To increase the size of the program Gray will attend cheer competitions and contact high school coaches and athletes to let them know about the program the school has and the opportunities that are available for students here. The objective is to get the word spread as much as possible.
The routines seen at sporting events this year will be choreographed by Gray as well as the men and women of the program. But to step it up even more she would like to hire professional choreographers to help make routines that will leave the crowd on the edge of their seat wanting more.
The levels of cheering and what the differences are between the junior high, high school, and college level brought up a whole new subject of discussion. She was adamant that college is the next level, that it is where you need to step up your game and prove yourself. Gray managed to stress the difficulty of college cheering all the while refraining from demeaning the other levels of the sport. She expressed that the college level of cheering is all around more challenging but worth it.
The squad has four practices a week for a total of six hours.
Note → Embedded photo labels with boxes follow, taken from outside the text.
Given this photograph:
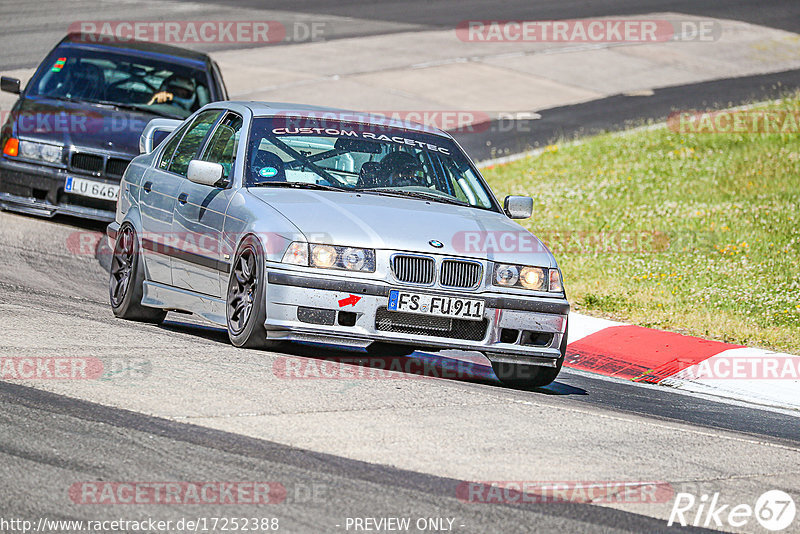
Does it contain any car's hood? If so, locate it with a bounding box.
[16,98,157,156]
[249,187,555,267]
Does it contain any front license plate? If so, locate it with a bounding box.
[388,289,484,321]
[64,176,119,200]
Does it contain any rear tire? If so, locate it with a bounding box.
[225,236,283,349]
[492,328,569,388]
[108,223,167,324]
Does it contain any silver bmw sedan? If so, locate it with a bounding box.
[108,102,569,386]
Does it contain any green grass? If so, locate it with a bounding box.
[483,93,800,353]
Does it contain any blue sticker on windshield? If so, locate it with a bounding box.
[258,167,278,178]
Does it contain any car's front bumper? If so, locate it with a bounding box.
[265,267,569,367]
[0,157,115,221]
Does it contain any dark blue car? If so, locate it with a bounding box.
[0,34,227,221]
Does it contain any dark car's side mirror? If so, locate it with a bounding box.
[503,195,533,219]
[139,119,182,154]
[186,159,225,187]
[0,76,20,95]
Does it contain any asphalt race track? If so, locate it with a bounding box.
[0,0,800,533]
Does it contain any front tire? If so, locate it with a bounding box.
[492,328,569,388]
[108,224,167,324]
[225,236,282,349]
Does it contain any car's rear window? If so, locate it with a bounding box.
[26,47,211,119]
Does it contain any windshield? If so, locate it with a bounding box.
[246,117,494,209]
[26,47,210,119]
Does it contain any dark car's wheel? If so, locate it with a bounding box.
[367,341,415,358]
[225,236,281,349]
[492,331,567,388]
[108,224,167,324]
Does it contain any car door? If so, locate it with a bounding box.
[172,112,242,297]
[139,110,221,285]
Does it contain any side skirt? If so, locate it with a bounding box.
[142,281,228,327]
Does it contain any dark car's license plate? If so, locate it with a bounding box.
[388,289,485,321]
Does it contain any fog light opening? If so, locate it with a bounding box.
[500,328,519,343]
[520,330,553,347]
[339,311,358,326]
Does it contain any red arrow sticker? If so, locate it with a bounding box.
[339,294,361,308]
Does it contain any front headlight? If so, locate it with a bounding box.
[492,263,564,293]
[281,245,375,273]
[19,140,64,163]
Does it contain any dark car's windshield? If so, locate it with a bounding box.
[245,117,493,209]
[26,47,210,118]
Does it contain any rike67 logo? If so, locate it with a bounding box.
[667,490,797,532]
Two at night during the week and two in the morning, each practice having a duration of around an hour and a half. The squad works extremely hard to provide the student body and athletic fan base with quality entertainment for the sporting events.
Gray feels like the most rewarding part of being the cheer coach this year will be seeing the team grow together and work as a unit, as well as seeing the changes made by the individual athletes over the course of the season.